Por las peonadas mínimas

“Hay quien ha trabajado sólo por juntar las peonadas mínimas para conseguir el subsidio, sin cobrar el jornal”, lo explica el secretario de la federación agroalimentaria de UGT-Jaén, Antonio Marcos. Insiste en que no es la generalidad, pero "años malos, como este" son más propicios porque hay más trabajadores en el mercado y menos empleo. Los sindicatos son conscientes de las irregularidades. Año tras año advierten y denuncian lo que los trabajadores les relatan. Pero los jornaleros no se atreven a denunciar o se desdicen ante la inspección de trabajo “por miedo”, justifica. “Si denuncian, económicamente les compensa poco y además tienen problemas para trabajar, no en esa empresa, en cualquiera en un radio de 50 kilómetros”.

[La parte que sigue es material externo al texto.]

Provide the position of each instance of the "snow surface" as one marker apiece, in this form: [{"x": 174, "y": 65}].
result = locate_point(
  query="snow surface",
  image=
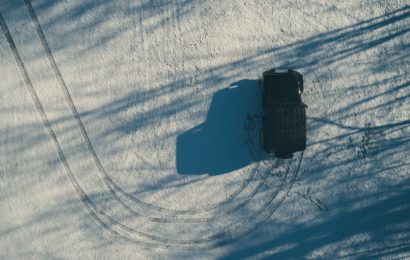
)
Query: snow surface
[{"x": 155, "y": 108}]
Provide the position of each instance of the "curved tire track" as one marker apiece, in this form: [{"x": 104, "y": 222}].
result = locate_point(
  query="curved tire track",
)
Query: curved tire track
[{"x": 228, "y": 235}]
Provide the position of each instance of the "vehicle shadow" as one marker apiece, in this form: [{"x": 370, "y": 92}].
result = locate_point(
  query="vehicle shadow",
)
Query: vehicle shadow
[{"x": 228, "y": 139}]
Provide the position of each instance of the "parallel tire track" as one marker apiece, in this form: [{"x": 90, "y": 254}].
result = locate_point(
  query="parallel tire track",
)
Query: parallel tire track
[
  {"x": 111, "y": 185},
  {"x": 230, "y": 234}
]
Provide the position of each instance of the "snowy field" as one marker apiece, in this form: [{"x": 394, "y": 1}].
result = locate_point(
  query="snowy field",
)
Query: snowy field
[{"x": 130, "y": 129}]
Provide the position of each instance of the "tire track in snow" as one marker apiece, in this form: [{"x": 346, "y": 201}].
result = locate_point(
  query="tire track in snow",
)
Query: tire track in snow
[
  {"x": 112, "y": 186},
  {"x": 222, "y": 238}
]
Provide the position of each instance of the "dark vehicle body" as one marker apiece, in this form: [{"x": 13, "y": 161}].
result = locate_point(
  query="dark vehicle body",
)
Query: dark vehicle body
[{"x": 284, "y": 114}]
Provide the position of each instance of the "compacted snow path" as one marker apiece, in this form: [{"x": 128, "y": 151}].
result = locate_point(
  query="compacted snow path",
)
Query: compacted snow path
[{"x": 149, "y": 110}]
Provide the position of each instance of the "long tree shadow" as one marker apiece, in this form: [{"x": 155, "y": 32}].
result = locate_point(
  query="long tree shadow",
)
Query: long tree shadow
[{"x": 217, "y": 146}]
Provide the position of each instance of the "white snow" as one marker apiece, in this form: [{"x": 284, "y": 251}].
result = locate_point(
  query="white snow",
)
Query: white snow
[{"x": 169, "y": 164}]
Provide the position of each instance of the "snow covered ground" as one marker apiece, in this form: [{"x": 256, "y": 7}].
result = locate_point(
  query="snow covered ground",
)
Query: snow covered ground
[{"x": 129, "y": 129}]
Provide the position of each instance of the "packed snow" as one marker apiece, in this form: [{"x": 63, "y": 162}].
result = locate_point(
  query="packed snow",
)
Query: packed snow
[{"x": 130, "y": 129}]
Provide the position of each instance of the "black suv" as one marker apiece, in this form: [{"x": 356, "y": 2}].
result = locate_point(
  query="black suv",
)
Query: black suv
[{"x": 284, "y": 114}]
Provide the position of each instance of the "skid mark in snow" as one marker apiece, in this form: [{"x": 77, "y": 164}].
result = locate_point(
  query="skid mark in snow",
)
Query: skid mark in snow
[{"x": 219, "y": 237}]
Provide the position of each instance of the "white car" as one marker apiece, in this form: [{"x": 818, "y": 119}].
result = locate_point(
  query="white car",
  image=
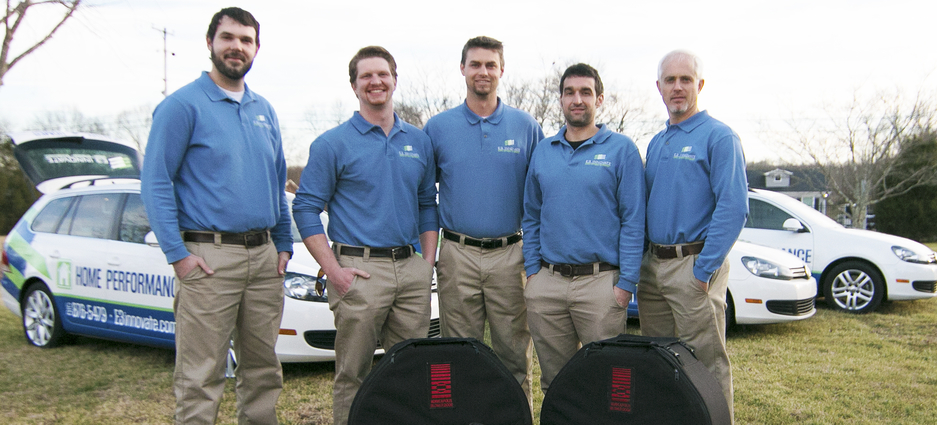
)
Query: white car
[
  {"x": 83, "y": 261},
  {"x": 856, "y": 269},
  {"x": 766, "y": 285}
]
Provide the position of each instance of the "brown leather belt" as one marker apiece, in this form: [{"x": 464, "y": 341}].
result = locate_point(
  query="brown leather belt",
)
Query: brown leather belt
[
  {"x": 246, "y": 239},
  {"x": 395, "y": 253},
  {"x": 490, "y": 243},
  {"x": 667, "y": 252},
  {"x": 573, "y": 270}
]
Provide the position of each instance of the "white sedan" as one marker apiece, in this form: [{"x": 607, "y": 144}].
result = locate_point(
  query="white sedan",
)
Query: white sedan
[{"x": 856, "y": 269}]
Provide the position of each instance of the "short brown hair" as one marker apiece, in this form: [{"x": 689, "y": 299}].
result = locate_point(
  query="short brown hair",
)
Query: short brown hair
[
  {"x": 371, "y": 52},
  {"x": 242, "y": 17},
  {"x": 583, "y": 70},
  {"x": 483, "y": 42}
]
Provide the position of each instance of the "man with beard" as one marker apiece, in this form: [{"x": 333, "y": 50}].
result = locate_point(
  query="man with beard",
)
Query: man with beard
[
  {"x": 697, "y": 205},
  {"x": 213, "y": 186},
  {"x": 583, "y": 228},
  {"x": 377, "y": 175},
  {"x": 482, "y": 151}
]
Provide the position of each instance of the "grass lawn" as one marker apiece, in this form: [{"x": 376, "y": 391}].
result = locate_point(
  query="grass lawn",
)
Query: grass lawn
[{"x": 834, "y": 368}]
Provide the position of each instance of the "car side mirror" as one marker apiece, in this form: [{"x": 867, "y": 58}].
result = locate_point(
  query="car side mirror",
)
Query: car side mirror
[
  {"x": 793, "y": 225},
  {"x": 150, "y": 239}
]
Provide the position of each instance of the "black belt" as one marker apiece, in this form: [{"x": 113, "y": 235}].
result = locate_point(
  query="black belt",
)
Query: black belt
[
  {"x": 667, "y": 252},
  {"x": 573, "y": 270},
  {"x": 482, "y": 243},
  {"x": 247, "y": 239},
  {"x": 395, "y": 253}
]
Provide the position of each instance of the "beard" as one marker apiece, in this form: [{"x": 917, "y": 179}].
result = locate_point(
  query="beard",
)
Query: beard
[
  {"x": 584, "y": 121},
  {"x": 228, "y": 71}
]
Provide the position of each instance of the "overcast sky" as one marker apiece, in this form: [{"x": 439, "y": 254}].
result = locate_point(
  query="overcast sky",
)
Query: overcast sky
[{"x": 763, "y": 61}]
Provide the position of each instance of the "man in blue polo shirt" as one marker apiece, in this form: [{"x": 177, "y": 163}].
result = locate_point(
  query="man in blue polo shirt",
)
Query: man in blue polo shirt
[
  {"x": 482, "y": 150},
  {"x": 583, "y": 228},
  {"x": 213, "y": 186},
  {"x": 696, "y": 207},
  {"x": 376, "y": 173}
]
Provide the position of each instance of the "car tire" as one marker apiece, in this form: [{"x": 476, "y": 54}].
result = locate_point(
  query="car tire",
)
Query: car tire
[
  {"x": 42, "y": 324},
  {"x": 854, "y": 287}
]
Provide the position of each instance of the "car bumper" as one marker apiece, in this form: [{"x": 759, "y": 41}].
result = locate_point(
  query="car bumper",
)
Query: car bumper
[
  {"x": 307, "y": 331},
  {"x": 910, "y": 281},
  {"x": 778, "y": 300}
]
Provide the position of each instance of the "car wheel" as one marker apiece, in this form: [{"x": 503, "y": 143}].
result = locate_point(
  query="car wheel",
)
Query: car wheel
[
  {"x": 41, "y": 322},
  {"x": 854, "y": 286}
]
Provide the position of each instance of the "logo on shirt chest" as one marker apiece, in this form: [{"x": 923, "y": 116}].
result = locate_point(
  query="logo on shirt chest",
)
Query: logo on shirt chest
[
  {"x": 599, "y": 161},
  {"x": 261, "y": 121},
  {"x": 685, "y": 153},
  {"x": 509, "y": 147},
  {"x": 408, "y": 152}
]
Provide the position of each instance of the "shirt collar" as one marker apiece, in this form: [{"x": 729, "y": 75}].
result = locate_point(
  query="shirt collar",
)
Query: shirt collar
[
  {"x": 689, "y": 124},
  {"x": 473, "y": 118},
  {"x": 216, "y": 94},
  {"x": 363, "y": 126},
  {"x": 598, "y": 138}
]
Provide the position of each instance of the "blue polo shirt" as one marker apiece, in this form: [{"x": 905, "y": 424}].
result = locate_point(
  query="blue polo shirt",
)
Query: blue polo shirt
[
  {"x": 697, "y": 189},
  {"x": 586, "y": 205},
  {"x": 481, "y": 164},
  {"x": 214, "y": 164},
  {"x": 380, "y": 190}
]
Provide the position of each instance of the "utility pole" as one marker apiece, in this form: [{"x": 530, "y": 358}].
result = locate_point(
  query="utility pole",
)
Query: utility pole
[{"x": 165, "y": 62}]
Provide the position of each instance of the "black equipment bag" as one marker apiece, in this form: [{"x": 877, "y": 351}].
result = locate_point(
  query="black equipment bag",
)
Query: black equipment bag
[
  {"x": 632, "y": 379},
  {"x": 440, "y": 381}
]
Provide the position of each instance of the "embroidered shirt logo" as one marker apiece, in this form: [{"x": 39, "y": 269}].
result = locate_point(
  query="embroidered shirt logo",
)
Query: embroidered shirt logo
[
  {"x": 685, "y": 153},
  {"x": 599, "y": 160},
  {"x": 509, "y": 147},
  {"x": 408, "y": 152},
  {"x": 261, "y": 121}
]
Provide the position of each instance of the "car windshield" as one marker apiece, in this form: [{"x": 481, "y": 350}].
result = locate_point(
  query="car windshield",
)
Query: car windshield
[
  {"x": 60, "y": 160},
  {"x": 807, "y": 213}
]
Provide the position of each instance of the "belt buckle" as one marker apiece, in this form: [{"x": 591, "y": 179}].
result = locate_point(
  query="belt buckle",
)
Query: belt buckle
[
  {"x": 252, "y": 239},
  {"x": 490, "y": 243}
]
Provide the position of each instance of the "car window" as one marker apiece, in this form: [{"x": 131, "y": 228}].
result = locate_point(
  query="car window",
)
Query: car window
[
  {"x": 133, "y": 223},
  {"x": 95, "y": 215},
  {"x": 762, "y": 215},
  {"x": 49, "y": 218}
]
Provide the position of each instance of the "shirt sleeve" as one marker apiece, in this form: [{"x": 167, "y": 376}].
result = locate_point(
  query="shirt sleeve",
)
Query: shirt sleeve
[
  {"x": 281, "y": 233},
  {"x": 631, "y": 209},
  {"x": 730, "y": 188},
  {"x": 316, "y": 187},
  {"x": 165, "y": 149},
  {"x": 533, "y": 201}
]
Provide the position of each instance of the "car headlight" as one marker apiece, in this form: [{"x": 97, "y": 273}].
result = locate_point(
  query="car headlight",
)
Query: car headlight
[
  {"x": 305, "y": 287},
  {"x": 910, "y": 256},
  {"x": 768, "y": 269}
]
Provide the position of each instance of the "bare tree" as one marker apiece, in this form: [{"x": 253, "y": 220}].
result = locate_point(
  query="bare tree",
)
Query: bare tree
[
  {"x": 858, "y": 150},
  {"x": 423, "y": 99},
  {"x": 69, "y": 120},
  {"x": 14, "y": 17}
]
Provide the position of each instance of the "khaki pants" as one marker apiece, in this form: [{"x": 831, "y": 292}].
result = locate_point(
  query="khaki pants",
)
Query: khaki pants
[
  {"x": 242, "y": 300},
  {"x": 392, "y": 305},
  {"x": 566, "y": 312},
  {"x": 671, "y": 303},
  {"x": 478, "y": 284}
]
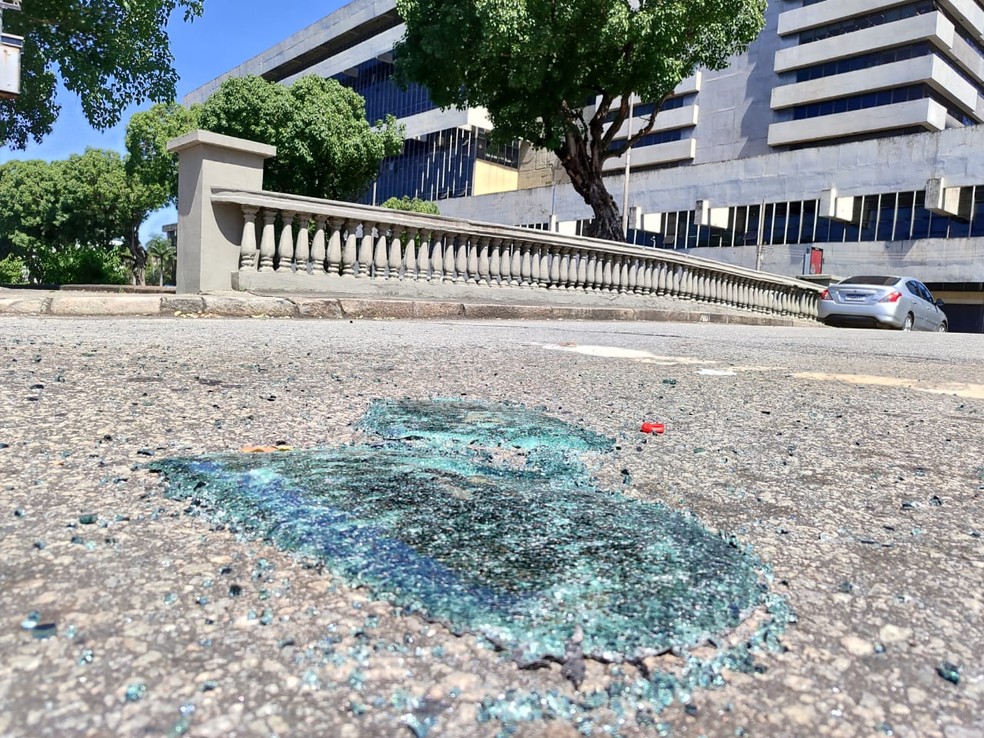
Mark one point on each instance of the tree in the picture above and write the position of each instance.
(162, 251)
(67, 219)
(102, 203)
(325, 146)
(30, 209)
(561, 74)
(413, 205)
(111, 53)
(148, 162)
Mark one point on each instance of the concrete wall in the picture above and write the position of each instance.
(863, 168)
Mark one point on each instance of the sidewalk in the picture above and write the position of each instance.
(498, 305)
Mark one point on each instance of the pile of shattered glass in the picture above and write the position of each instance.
(483, 517)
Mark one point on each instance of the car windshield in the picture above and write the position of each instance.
(871, 280)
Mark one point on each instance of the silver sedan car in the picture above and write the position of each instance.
(889, 302)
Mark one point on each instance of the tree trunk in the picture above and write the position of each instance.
(585, 172)
(138, 270)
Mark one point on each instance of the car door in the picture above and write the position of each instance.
(934, 316)
(916, 304)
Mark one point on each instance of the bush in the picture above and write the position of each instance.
(413, 205)
(81, 265)
(11, 270)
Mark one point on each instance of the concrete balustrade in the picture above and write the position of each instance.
(288, 243)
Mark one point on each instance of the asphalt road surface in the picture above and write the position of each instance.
(851, 462)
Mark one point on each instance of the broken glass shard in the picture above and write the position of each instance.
(482, 516)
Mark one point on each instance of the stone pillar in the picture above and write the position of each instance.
(209, 236)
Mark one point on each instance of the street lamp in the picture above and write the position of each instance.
(628, 163)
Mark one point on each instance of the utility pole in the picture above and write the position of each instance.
(628, 163)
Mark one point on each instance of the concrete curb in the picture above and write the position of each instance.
(350, 308)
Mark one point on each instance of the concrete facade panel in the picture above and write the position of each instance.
(922, 27)
(926, 113)
(821, 14)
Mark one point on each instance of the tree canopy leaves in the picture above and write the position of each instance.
(111, 53)
(325, 146)
(59, 215)
(560, 74)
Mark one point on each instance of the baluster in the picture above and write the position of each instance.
(593, 276)
(247, 245)
(699, 280)
(553, 279)
(423, 255)
(365, 252)
(567, 277)
(335, 246)
(318, 250)
(285, 249)
(268, 246)
(302, 247)
(481, 261)
(437, 259)
(632, 286)
(350, 254)
(687, 284)
(505, 264)
(462, 258)
(677, 286)
(545, 271)
(515, 264)
(646, 282)
(452, 247)
(535, 256)
(380, 254)
(410, 255)
(526, 266)
(660, 279)
(607, 270)
(395, 255)
(495, 261)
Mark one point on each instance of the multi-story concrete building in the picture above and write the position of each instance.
(848, 127)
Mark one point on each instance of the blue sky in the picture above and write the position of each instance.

Por eso las denuncias se quedan en testimonios, en voces que piden protección. Esperan no repetir en esa empresa aunque no saben qué ocurrirá el año próximo. “A lo mejor tengo que volver a recurrir a ellos”, señala Pilar. Ella sólo ha conseguido 20 peonadas. “Al ajustar cuentas no me podía pagar más”, relata. Ahora aparece una nueva duda: la aprobación del decreto que rebaja el número de peonadas necesarias para acceder al subsidio agrario.

Águeda y Juan –son sus nombres reales- son un matrimonio de jornaleros de Jódar. En la última campaña han trabajado durante 21 días. El año pasado superaron los 40 jornales en la aceituna y después se fueron a la campaña de fresa, pero este año “está todo fatal”. Sus padres les dan de comer a ellos y a sus dos hijos y con la ayuda de los hermanos van haciendo frente a la hipoteca. Su esperanza es que, mientras encuentran algo, la reducción de peonadas les garantice el subsidio durante seis meses.

Desde que Báñez anunciara la rebaja en vísperas de la Navidad no ha habido nuevas precisiones. A comienzos de febrero, la delegada del gobierno en Andalucía, Carmen Crespo, aseguró que se aprobará “en este consejo de ministros [por el viernes 6 de febrero] o en el siguiente o en el siguiente” y garantizó que tendrá carácter retroactivo. El PSOE tiene prevista una interpelación en el Senado para exigir a Báñez que acelere del decreto. Mientras tanto, unos 130.000 trabajadores eventuales del campo, entre Andalucía y Extremadura, aguardan una respuesta.